El mismo miércoles en que Iguarán tomó la defensa de Sarabia, un juez de control de garantías avaló el principio de oportunidad al que llegó el capitán de la Policía Óscar Leandro Mojica Cordón, jefe del grupo de Hurtos a Residencias de la Seccional de Investigación Criminal (Sijín) en Bogotá cuando Sarabia y su esposo, Andrés Fernando Parra, reportaron el millonario robo en su casa que desató las extralimitaciones y los líos judiciales.
Mojica intervino en la elaboración de informes falsos y de un formato de entrevista a una fuente no formal que sirvieron para tramitar, de forma irregular, órdenes de interceptación de los teléfonos de Marelbys Meza y de otra empleada de Sarabia, Fabiola Perea. Él aceptó su participación, y ahora colaborará con la justicia como testigo. A cambio, la Fiscalía, por doce meses, suspendió la acción penal en su contra por el delito de violación ilícita de comunicaciones.
El caso de Marelbys Meza acumula condenas y testimonios contra altos funcionarios
Los expedientes por el caso del polígrafo y las ‘chuzadas’ son robustos, incluyendo el de Sarabia. «La investigación estaba bastante adelantada en la recolección de evidencia, de información y de elementos materiales probatorios», expresó el abogado Iguarán en entrevista. El exviceministro de Justicia anunció que se presentará a la Fiscalía el 31 de agosto «para saber de qué se trata» la potencial imputación.
«Seguramente», el fin de la negociación se debe a «alguna consideración jurídica o sustancial, alguna apreciación, alguna apreciación o alguna objeción que haya puesto alguno de los sujetos procesales, en este caso, quien se ha considerado como la víctima del proceso«, es decir, Marelbys Meza. «Lo demás es especulación, y ya esta semana sabremos de qué se trata», sostuvo el defensor de la excanciller Sarabia.
En septiembre de 2024, la juez 53 del Circuito de Bogotá condenó al intendente Alfonso Quinchanegua y la patrullera Dana Canizales a diez años de prisión domiciliaria por haber interceptado ilegalmente las llamadas de Marelbys Meza. Aceptaron los cargos de fraude procesal y falsificación de documentos públicos. Pidieron perdón y argumentaron que recibieron órdenes de sus superiores.
Quinchanegua, Canizales y Mojica han asegurado que más oficiales participaron en el entramado de abuso de poder. Marelbys Meza, por su parte, ha insistido en que no robó el dinero por el que fue torturada en una oficina cercana al palacio presidencial. «A través de todo este problema mi vida cambió, mi salud, todo se me deterioró«, relató entre lágrimas en una audiencia de juicio contra los agentes condenados.
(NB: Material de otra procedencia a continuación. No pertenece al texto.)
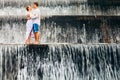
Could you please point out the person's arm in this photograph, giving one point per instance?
(35, 15)
(28, 16)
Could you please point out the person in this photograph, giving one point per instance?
(35, 16)
(29, 25)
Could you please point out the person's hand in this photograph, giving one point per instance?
(28, 17)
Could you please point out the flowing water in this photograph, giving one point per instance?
(72, 32)
(60, 62)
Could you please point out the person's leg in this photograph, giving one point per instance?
(36, 37)
(36, 33)
(28, 40)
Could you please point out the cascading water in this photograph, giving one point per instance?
(60, 62)
(67, 22)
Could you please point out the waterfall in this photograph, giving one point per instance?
(56, 62)
(79, 41)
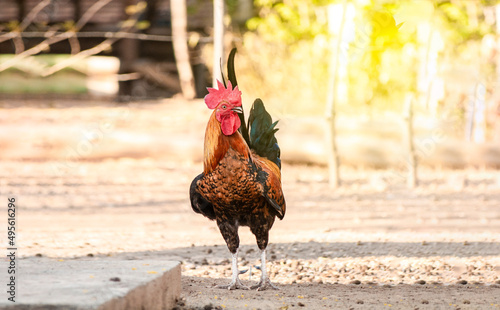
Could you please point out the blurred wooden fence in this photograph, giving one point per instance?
(138, 32)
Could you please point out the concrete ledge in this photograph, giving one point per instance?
(120, 284)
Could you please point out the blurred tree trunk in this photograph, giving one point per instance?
(218, 41)
(331, 110)
(181, 52)
(412, 180)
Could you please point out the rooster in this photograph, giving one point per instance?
(241, 180)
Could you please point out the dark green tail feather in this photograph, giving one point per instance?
(260, 137)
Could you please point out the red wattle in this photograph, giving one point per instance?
(230, 123)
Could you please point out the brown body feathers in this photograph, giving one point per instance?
(237, 187)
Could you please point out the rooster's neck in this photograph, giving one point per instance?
(217, 144)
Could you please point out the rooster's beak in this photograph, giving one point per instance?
(237, 109)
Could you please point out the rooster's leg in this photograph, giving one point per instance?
(235, 280)
(264, 282)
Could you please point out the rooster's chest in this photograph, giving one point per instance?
(233, 184)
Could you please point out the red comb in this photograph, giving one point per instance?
(215, 96)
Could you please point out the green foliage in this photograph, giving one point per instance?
(383, 48)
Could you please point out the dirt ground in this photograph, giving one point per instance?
(371, 244)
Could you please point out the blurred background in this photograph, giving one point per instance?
(390, 72)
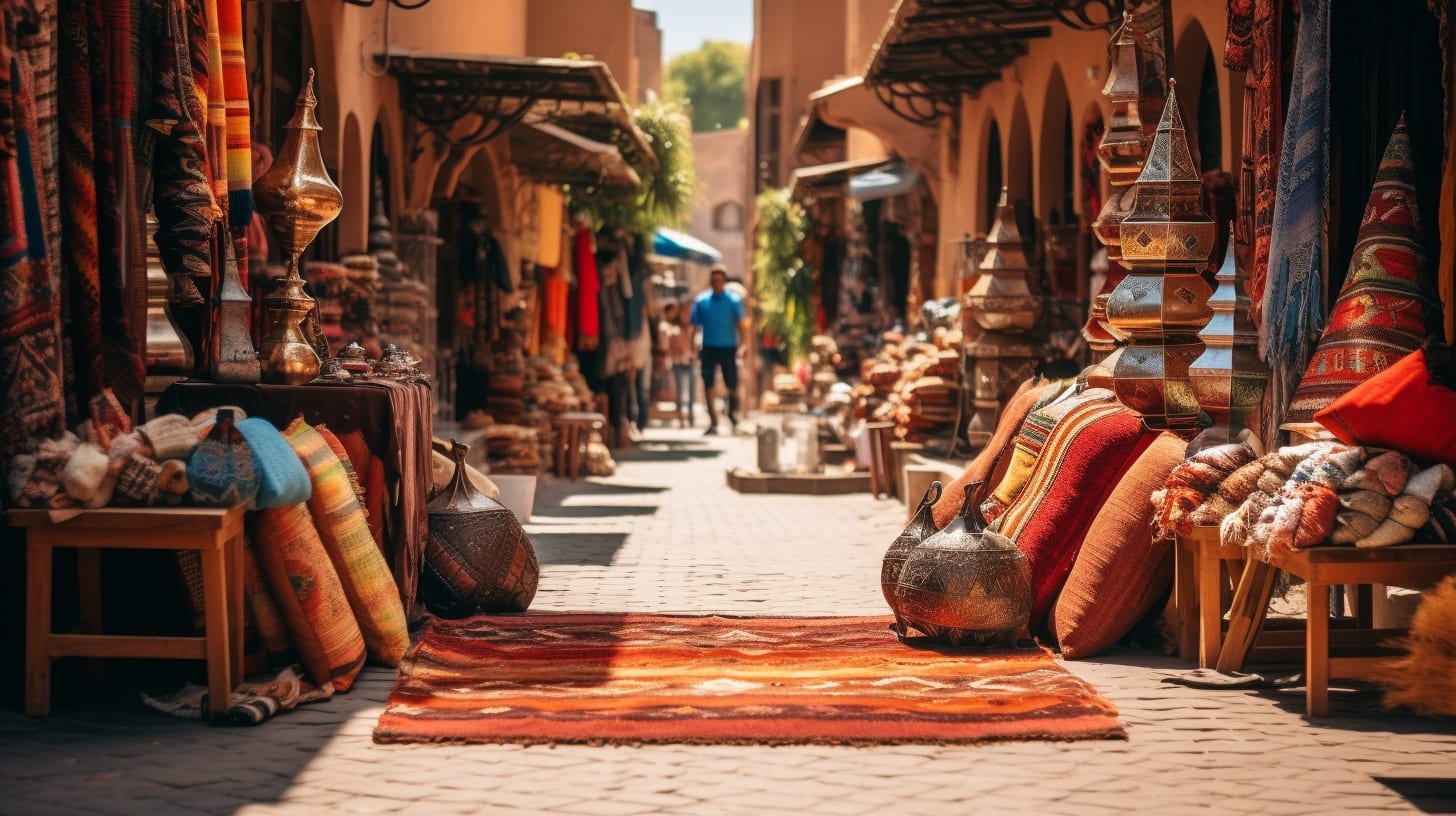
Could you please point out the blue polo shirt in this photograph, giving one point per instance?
(718, 314)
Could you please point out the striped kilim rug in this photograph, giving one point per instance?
(565, 678)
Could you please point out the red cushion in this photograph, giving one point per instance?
(1399, 408)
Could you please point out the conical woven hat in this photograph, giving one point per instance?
(1381, 314)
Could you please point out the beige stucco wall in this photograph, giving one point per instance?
(648, 57)
(724, 177)
(603, 29)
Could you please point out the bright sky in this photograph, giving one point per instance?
(686, 24)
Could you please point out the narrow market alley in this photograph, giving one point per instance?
(666, 535)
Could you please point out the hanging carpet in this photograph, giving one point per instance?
(625, 679)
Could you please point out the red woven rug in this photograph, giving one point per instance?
(717, 679)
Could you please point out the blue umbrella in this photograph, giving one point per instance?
(671, 244)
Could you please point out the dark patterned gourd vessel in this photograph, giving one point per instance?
(478, 557)
(964, 585)
(920, 528)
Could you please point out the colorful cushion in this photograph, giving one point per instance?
(1083, 458)
(367, 582)
(1121, 569)
(1394, 410)
(1031, 439)
(310, 596)
(281, 477)
(980, 468)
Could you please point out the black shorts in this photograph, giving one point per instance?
(725, 359)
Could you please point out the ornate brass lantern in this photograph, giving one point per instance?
(1229, 378)
(1164, 299)
(1121, 153)
(299, 200)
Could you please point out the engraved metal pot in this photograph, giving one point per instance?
(920, 528)
(966, 585)
(478, 558)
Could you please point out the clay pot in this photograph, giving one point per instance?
(964, 585)
(478, 557)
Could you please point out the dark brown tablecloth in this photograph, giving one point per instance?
(393, 418)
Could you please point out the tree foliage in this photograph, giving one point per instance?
(782, 284)
(711, 80)
(669, 190)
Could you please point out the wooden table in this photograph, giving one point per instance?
(1414, 566)
(214, 534)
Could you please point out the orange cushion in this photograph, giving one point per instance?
(339, 518)
(310, 596)
(1121, 570)
(1395, 410)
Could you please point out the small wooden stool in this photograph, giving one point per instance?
(216, 534)
(881, 459)
(572, 433)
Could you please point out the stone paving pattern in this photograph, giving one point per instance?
(666, 535)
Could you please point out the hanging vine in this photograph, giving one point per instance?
(782, 284)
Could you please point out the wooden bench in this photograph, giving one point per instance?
(1414, 566)
(214, 534)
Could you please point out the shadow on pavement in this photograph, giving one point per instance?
(581, 550)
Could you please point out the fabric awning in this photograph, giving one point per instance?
(500, 92)
(896, 178)
(824, 178)
(849, 102)
(552, 155)
(671, 244)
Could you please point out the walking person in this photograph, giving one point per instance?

«Seguimos, ellos no actuaron solos«, escribió el entonces abogado de Meza, Iván Cancino, en su cuenta de X, que eliminó una vez el Gobierno lo designó ministro de Justicia. La misma juez 53 condenó en octubre de 2025 al capitán Carlos Andrés Correa Loaiza y al patrullero Jhon Fredi Morales, quienes le insistieron al fiscal Óscar Gutiérrez Zapata que debía autorizar las ‘chuzadas’ a Meza y Fabiola Perea.